Interaction Models: What TML-Interaction-Small Gets Right

Mira Murati's Thinking Machines Lab built a model that listens and talks at the same time. We break down the features and benchmark it against GPT-Realtime-2.

May 13, 2026 · 10 min read

Just last week, OpenAI's GPT-Realtime-2 raised the bar for voice AI when it launched with GPT-5-class reasoning and a 128K context window. Now, Mira Murati's Thinking Machines Lab is making a different argument: that responsiveness and intelligence should be trained into the same model from scratch, not bolted together with voice-activity-detection harnesses and dialog management components.

The lab calls this type of new model an "Interaction Model."

Their research preview, TML-Interaction-Small, is the first result of this approach. It is a 276B parameter Mixture-of-Experts model with 12B active parameters. It processes audio, video, and text in continuous 200ms micro-turns, meaning it perceives and responds at the same time rather than waiting for a speaker to finish.

In this article, I'll cover what TML-Interaction-Small is, walk through its key architectural features, compare it directly to GPT-Realtime-2, and look at the benchmark results in detail.

What Are Interaction Models?

Thinking Machines Lab describes an interaction model as a system where interactivity is part of the model itself, not implemented in a surrounding harness. The core principle is that responsiveness and intelligence should be trained together from scratch, on continuous audio and video streams, rather than bolted onto a text-based model after the fact.

Most existing real-time voice AI systems stitch together voice-activity-detection components, separate encoders, and dialog management layers to simulate responsiveness. Thinking Machines Lab argues this approach will always lag behind models that handle interaction natively because of artificial turn boundaries that limit what the non-interactive model can do.
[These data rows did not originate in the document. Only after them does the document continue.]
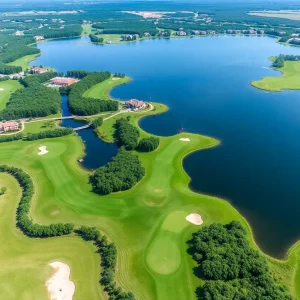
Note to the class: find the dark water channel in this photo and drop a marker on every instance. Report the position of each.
(205, 82)
(97, 153)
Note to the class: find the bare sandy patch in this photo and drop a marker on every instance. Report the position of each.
(43, 150)
(59, 286)
(185, 139)
(194, 219)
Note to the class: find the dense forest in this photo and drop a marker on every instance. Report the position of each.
(108, 252)
(24, 222)
(13, 48)
(97, 122)
(96, 39)
(58, 132)
(127, 27)
(51, 33)
(126, 134)
(279, 61)
(148, 144)
(230, 268)
(39, 78)
(31, 102)
(122, 173)
(82, 106)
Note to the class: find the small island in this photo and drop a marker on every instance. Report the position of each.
(289, 66)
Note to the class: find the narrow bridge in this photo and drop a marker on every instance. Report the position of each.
(82, 127)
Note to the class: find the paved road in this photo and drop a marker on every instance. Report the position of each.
(23, 121)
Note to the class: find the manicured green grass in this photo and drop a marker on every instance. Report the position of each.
(106, 131)
(101, 90)
(86, 29)
(24, 61)
(8, 86)
(146, 223)
(25, 261)
(289, 80)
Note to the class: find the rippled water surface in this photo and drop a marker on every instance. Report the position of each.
(205, 82)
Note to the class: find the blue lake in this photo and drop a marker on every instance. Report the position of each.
(205, 82)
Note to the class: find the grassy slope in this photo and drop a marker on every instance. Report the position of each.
(9, 87)
(24, 261)
(86, 29)
(290, 79)
(139, 221)
(101, 90)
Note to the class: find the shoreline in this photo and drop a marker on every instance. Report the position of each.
(289, 251)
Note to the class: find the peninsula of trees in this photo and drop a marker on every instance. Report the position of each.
(82, 106)
(122, 173)
(230, 268)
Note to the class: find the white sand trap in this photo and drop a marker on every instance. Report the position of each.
(194, 219)
(43, 150)
(59, 286)
(185, 140)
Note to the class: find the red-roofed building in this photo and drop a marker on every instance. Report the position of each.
(135, 104)
(37, 70)
(63, 81)
(9, 126)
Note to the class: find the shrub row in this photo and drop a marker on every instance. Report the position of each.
(122, 173)
(24, 223)
(230, 267)
(108, 254)
(82, 106)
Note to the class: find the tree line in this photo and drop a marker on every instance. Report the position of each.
(13, 48)
(122, 173)
(39, 78)
(58, 132)
(82, 106)
(279, 61)
(127, 27)
(108, 252)
(31, 102)
(66, 32)
(230, 268)
(24, 223)
(96, 39)
(97, 122)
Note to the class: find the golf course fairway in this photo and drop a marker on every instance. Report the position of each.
(147, 223)
(289, 80)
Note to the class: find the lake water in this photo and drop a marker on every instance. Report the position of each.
(205, 82)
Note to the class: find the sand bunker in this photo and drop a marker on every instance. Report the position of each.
(59, 286)
(43, 150)
(185, 140)
(194, 219)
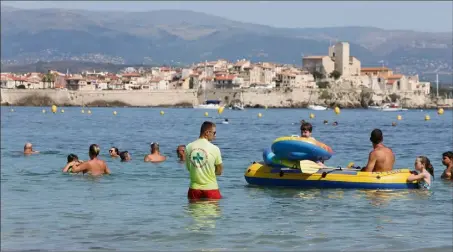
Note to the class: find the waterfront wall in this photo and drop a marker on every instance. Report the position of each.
(344, 98)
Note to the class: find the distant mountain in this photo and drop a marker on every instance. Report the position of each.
(171, 36)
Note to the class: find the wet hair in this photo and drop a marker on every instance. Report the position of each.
(306, 126)
(154, 146)
(448, 154)
(72, 157)
(177, 148)
(94, 150)
(376, 136)
(427, 164)
(206, 126)
(116, 150)
(123, 155)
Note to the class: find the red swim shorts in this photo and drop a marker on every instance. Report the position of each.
(203, 194)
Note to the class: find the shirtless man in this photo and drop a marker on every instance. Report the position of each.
(447, 160)
(94, 166)
(381, 158)
(155, 155)
(28, 149)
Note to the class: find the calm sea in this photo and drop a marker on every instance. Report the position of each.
(144, 206)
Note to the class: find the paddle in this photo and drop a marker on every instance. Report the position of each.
(310, 167)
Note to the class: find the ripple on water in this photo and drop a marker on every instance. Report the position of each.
(144, 206)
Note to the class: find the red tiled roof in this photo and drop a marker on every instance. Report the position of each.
(225, 77)
(131, 75)
(374, 69)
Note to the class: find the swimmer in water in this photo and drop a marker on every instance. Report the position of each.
(425, 173)
(155, 155)
(94, 166)
(114, 152)
(28, 149)
(125, 156)
(180, 152)
(73, 160)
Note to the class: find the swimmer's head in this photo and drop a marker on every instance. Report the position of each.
(180, 150)
(124, 155)
(208, 130)
(94, 150)
(154, 147)
(447, 158)
(306, 129)
(28, 146)
(422, 162)
(376, 136)
(114, 152)
(72, 157)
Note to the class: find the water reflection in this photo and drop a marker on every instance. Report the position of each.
(204, 215)
(381, 198)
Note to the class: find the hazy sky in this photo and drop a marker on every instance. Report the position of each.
(413, 15)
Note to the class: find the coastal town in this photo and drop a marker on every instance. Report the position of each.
(337, 69)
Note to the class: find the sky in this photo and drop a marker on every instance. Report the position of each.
(428, 16)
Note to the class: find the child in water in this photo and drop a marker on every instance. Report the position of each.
(425, 175)
(73, 160)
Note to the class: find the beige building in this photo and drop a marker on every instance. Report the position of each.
(338, 59)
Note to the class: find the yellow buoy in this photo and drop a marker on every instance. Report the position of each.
(440, 111)
(337, 110)
(220, 110)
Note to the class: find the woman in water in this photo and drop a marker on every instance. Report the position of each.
(73, 160)
(425, 175)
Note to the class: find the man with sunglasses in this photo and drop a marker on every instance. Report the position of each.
(204, 162)
(114, 152)
(155, 156)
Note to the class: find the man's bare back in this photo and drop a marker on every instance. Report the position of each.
(381, 159)
(94, 167)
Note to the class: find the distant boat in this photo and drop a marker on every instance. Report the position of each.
(237, 107)
(316, 107)
(392, 107)
(209, 104)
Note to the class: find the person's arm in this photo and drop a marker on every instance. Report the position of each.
(83, 167)
(218, 164)
(371, 162)
(66, 168)
(107, 170)
(414, 177)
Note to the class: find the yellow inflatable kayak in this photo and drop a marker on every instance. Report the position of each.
(263, 175)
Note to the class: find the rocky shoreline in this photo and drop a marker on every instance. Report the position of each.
(352, 99)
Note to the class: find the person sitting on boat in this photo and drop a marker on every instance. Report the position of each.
(447, 160)
(306, 129)
(381, 158)
(425, 175)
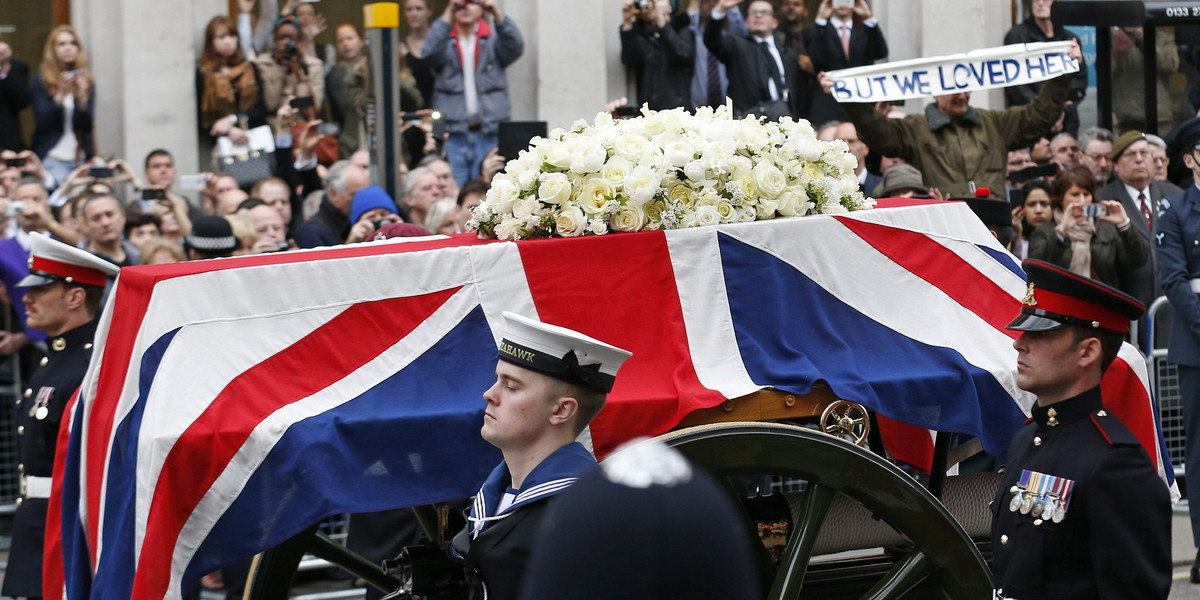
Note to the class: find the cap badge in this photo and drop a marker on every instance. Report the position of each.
(1029, 300)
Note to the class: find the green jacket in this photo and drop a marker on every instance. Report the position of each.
(951, 154)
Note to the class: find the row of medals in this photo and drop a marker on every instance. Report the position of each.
(1027, 503)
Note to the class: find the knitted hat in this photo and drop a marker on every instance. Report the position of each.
(367, 199)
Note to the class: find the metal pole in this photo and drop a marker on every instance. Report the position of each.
(382, 24)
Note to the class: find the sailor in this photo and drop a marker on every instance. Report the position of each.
(64, 297)
(1080, 511)
(550, 383)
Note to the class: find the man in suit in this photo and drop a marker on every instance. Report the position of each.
(765, 77)
(13, 99)
(550, 382)
(1179, 268)
(1141, 197)
(845, 35)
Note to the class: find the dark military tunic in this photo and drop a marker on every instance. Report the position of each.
(51, 388)
(1113, 538)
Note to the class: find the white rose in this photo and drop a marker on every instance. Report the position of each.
(707, 215)
(556, 154)
(678, 153)
(570, 222)
(769, 179)
(594, 195)
(695, 171)
(555, 189)
(642, 184)
(507, 229)
(628, 219)
(726, 210)
(588, 157)
(615, 172)
(630, 148)
(766, 209)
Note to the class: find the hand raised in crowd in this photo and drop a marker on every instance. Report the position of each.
(5, 58)
(1116, 215)
(309, 138)
(826, 10)
(861, 10)
(123, 172)
(492, 165)
(313, 29)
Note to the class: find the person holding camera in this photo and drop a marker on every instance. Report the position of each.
(288, 72)
(765, 76)
(227, 85)
(661, 49)
(13, 99)
(1093, 239)
(64, 105)
(468, 57)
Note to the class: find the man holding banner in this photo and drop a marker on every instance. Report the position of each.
(952, 143)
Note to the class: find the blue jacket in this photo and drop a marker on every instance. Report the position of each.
(48, 120)
(495, 51)
(1177, 245)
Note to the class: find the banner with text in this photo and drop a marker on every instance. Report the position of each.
(978, 70)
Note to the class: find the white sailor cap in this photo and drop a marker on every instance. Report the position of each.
(561, 353)
(52, 261)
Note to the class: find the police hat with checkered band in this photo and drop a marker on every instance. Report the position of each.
(1057, 298)
(561, 353)
(52, 261)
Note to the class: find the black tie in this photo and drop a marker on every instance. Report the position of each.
(714, 82)
(773, 71)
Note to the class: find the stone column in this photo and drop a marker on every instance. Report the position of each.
(143, 54)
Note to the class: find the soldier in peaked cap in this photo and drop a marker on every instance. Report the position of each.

Instead of sequentially consuming user input and then generating a complete response, the lab's interaction models are designed to be closer to human perception. They treat both input and output tokens as streams, and both are interleaved in each of the 200-millisecond-long micro-turns.

In turn, an interaction model perceives and responds at the same time, processing input and output in parallel rather than waiting for a speaker to finish. This enables a couple of neat abilities:

Speaking while listening
Reacting to visual cues without being prompted
Tracking elapsed time directly

These are all things that turn-based models with external harnesses cannot replicate, regardless of how much reasoning ability they have.

What Is TML-Interaction-Small?

TML-Interaction-Small is Thinking Machines Lab's first public model release and the first implementation of their interaction model architecture.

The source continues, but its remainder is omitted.